Chris Goymer, ICT co-ordinator on his school’s relationship with ICT

Chris Goymer, ICT co-ordinator at West Hill Primary School in Wandsworth, reveals what he learned at the Discovery Educator Network Summer Institute (DENSI) event in Chicago, USA, and how his experience has helped to transform ICT on this side of the Atlantic

Paul Coelho said, ‘Sometimes you have to travel a long way to find what is near.’ This perfectly sums up my experience of attending the Discovery Educator Network Summer Institute (DENSI) in Chicago, USA. This week-long professional development and networking event brought together over 180 North American teachers as well as a handful from other countries, including 9 UK teachers. It was quite simply the most rewarding and energising professional development I’ve ever experienced. Here are some of the key things I’ve brought back home with me:

  1. Technology is about powerful experiences
    Learning about the uses of virtual reality technology at DENSI gave me a very clear idea of how I wanted to use this to give children rich classroom experiences. We’ve got a converted double-decker bus in our playground and, with the addition of VR kits, we’ll be able to take pupils on journeys all over the world and beyond. These are experiences that will reap rewards across the curriculum.
  1. Social media has a real place in education
    There’s nothing quite like standing in a conference hall in America and telling everyone about a self-produced music video that your class has just put on YouTube only to see a blanket of phones being brought out instantly to watch it. Back in the UK, my class was suddenly seeing a huge spike in views and comments from individuals across the USA. This class motivation would be hard to find in any other setting.

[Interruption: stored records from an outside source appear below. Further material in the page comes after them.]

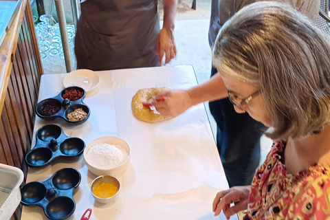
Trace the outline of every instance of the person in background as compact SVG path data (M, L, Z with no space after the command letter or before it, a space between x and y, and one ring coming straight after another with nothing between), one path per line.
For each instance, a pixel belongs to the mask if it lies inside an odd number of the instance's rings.
M175 56L174 19L177 0L163 0L160 32L157 1L85 0L77 25L78 69L94 71L155 67Z
M274 144L251 186L217 195L214 215L329 219L329 36L287 4L254 3L223 25L213 65L235 111L271 127Z
M219 30L243 6L258 0L212 0L209 43L214 46ZM319 0L278 0L293 6L315 22ZM164 101L151 102L165 116L177 116L188 108L210 101L210 109L217 122L217 145L230 186L250 184L260 162L260 138L266 127L248 113L238 114L228 98L227 90L216 68L211 79L188 90L172 90L160 96Z

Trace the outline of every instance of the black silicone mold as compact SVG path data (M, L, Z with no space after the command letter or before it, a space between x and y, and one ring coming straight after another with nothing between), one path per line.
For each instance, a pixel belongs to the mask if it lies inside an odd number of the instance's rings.
M58 125L47 124L36 131L36 145L26 154L25 162L30 167L41 167L58 157L79 156L85 146L82 140L67 136Z
M21 203L41 207L48 219L65 219L76 209L72 195L80 180L81 175L77 170L63 168L45 182L32 182L23 186Z
M65 93L66 90L69 90L71 89L77 89L80 91L83 92L84 94L82 97L76 101L70 101L67 98L63 99L62 98L62 95ZM86 96L86 91L82 88L78 87L69 87L65 88L62 90L62 91L56 96L43 100L38 102L36 107L36 113L40 118L42 118L43 120L54 120L56 118L61 118L69 123L75 124L83 123L87 120L89 115L91 114L91 111L88 106L87 106L84 102L82 102L85 96ZM45 107L49 104L52 104L57 107L60 110L57 113L50 116L45 116L43 114L43 110L44 109ZM86 118L85 118L84 119L78 121L70 121L67 118L67 114L72 111L74 111L76 109L78 108L82 108L82 110L84 110L84 111L87 113L87 116L86 116Z

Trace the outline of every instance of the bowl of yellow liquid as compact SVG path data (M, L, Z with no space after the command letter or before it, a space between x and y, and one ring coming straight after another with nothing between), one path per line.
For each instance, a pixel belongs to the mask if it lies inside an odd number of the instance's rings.
M114 204L118 197L120 183L113 176L100 176L91 183L91 190L96 201Z

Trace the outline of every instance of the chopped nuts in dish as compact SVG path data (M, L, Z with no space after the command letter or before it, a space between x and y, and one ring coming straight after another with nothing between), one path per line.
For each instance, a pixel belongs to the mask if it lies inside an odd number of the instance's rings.
M72 122L77 122L84 119L87 116L87 113L82 109L76 109L67 114L67 118Z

  1. Even the smallest of conversations can lead to big ideas
    ‘Small talk’ can be the straw that breaks the camel’s back when you’re a tired teacher at the end of another busy school year yet it was random conversations in lunch queues and breaks between workshops where I picked up some of the best new tech ideas. Whether it’s using Padlet for class discussions or Go Noodle for brain breaks or Discovery SOS with digital media, my school now has a list of new resources and ideas to support our teaching.
  1. Far more unites us than divides us
    It would have been easy to focus on the differences between the UK and American education systems and therefore miss just how much we have in common in terms of what we want to achieve and the challenges that we face daily. I found myself having far more in common with my American colleagues than I’d ever imagined. I’m continuing this feeling back at school by linking every one of our classes to an American class where they’ll be using technology throughout the year so that we can learn and share together.

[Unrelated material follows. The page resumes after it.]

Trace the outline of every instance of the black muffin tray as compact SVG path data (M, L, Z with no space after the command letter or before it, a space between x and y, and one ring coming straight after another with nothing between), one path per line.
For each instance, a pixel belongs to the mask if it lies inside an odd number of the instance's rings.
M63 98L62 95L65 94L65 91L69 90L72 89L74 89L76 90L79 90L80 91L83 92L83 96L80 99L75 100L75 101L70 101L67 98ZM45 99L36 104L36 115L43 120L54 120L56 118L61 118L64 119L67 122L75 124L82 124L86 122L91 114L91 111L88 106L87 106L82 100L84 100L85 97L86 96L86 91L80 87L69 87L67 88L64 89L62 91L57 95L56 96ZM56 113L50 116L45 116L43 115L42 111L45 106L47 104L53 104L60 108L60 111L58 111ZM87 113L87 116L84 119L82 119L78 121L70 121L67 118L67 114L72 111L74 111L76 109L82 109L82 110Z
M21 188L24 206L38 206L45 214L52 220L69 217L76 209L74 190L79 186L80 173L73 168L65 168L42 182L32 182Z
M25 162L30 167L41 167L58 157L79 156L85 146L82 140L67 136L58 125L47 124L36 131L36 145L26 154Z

  1. We’re not in competition with each other
    We currently work in a system where it can be easy to think the opposite. DENSI showed me the power of community and how vital it is to support each other as professionals. I arrived home with a worldwide network of educators that I can call upon whenever needed – whether it be to ask advice about the best VR kit to purchase or simply to share a high or low of the week. DENSI showed me amazing technology but also taught me it’s definitely the people behind the tech who are the most invaluable resource we have in schools.